Unity and Unreal already run on iOS so tons of games built on those engines should work well.
> The onboard graphics performance seems to be impressive

I agree, although caveat emptor until independent benchmarks drop.

> I wonder if Valve and Epic will start compiling games for ARM

There are plenty of other problems besides lack of raw processing power that prevent the mac and macOS from being good gaming platforms. And of course, Epic and Apple are fighting it out over App Store policies, so they're unlikely to do each other any favors.

Did I understand correctly that MacBook Pro and Air will share the same M1 CPU?

Previous models had a massive delta in CPU performance based on using low power (Air, no fan) or medium power (Pro, with dual fans) Intel chips

I think there's still a no fan vs fan distinction so they'll still be able to run the Pro more powerful, but it looks like it. I half suspect the Air was the one they wanted to release and they just didn't want there to be no Pro faster than an Air in the lineup.
Same CPU line, but doesn't mean they will have the same specs. Pro will definitely have its cores run faster/hotter.
Is there any indication at this point that they'll make that clear? It seems kind of strange to buy a computer without really knowing what you're buying.
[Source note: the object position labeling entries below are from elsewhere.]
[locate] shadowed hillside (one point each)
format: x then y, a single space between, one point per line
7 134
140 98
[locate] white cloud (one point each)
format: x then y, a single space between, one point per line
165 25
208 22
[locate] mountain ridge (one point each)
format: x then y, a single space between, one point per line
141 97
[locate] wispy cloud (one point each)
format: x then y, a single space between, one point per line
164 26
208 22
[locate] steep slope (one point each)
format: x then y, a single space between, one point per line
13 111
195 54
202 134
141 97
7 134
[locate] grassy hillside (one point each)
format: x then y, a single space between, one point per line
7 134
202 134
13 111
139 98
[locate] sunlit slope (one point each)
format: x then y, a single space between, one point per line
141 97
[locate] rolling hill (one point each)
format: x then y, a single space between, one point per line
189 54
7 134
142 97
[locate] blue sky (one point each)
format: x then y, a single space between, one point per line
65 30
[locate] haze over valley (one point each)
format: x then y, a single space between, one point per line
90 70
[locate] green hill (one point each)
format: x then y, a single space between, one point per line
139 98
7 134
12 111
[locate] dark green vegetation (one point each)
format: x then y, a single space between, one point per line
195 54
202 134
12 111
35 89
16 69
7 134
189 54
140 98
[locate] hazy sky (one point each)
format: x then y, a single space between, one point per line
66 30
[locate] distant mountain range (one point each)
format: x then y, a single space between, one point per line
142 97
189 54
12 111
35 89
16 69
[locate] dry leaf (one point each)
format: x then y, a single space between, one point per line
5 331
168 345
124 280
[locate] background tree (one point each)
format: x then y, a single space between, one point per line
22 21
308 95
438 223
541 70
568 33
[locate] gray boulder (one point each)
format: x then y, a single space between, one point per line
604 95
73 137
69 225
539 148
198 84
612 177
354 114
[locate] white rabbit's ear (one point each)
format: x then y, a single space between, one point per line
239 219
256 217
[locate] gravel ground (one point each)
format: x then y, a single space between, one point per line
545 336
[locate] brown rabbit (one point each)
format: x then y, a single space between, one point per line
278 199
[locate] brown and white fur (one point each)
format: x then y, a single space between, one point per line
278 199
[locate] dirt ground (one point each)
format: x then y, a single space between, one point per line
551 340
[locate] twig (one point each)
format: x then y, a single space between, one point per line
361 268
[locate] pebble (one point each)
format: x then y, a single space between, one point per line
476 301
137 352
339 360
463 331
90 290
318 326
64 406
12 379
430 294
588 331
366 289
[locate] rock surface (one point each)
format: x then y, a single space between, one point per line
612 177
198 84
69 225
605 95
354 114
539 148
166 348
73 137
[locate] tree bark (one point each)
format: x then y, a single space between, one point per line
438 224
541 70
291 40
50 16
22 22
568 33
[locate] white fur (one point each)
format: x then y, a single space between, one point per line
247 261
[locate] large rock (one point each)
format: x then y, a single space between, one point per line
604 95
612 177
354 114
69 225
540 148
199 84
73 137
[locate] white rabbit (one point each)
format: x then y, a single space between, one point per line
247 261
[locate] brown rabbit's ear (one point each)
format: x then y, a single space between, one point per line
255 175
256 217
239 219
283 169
I guess apple didn't officially say what intel processors they have in their computers, but at least you could look it up and know what you're getting.

They have also never shared this info for iPhones/iPads, so no reason to believe they will do it for Macs going forward. But we should be seeing third party benchmarks soon enough.
Yes, but they only replaced the lowest-end 13 inch pro at this point, and are still selling the higher-end Intels. The performance versions will follow next year.
So... will Homebrew work on it?
I see no reason why it shouldn't. Most of homebrew is ruby script (that is architecture-agnostic), most of software installed through homebrew can be recompiled.
With a few hiccups, but it's coming along nicely.
I was thinking about building a new white box media server, but now I'm thinking I should get the mac mini instead.
Also, mb air has no touch bar, but includes fingerprint scanner. I’m sure a lot hackernews will be pleased with that, despite it not being in a machine with the pro moniker.
I was so hoping the Pro might have the same option, but no.
Touch ID has been on the MacBook Air since 2018.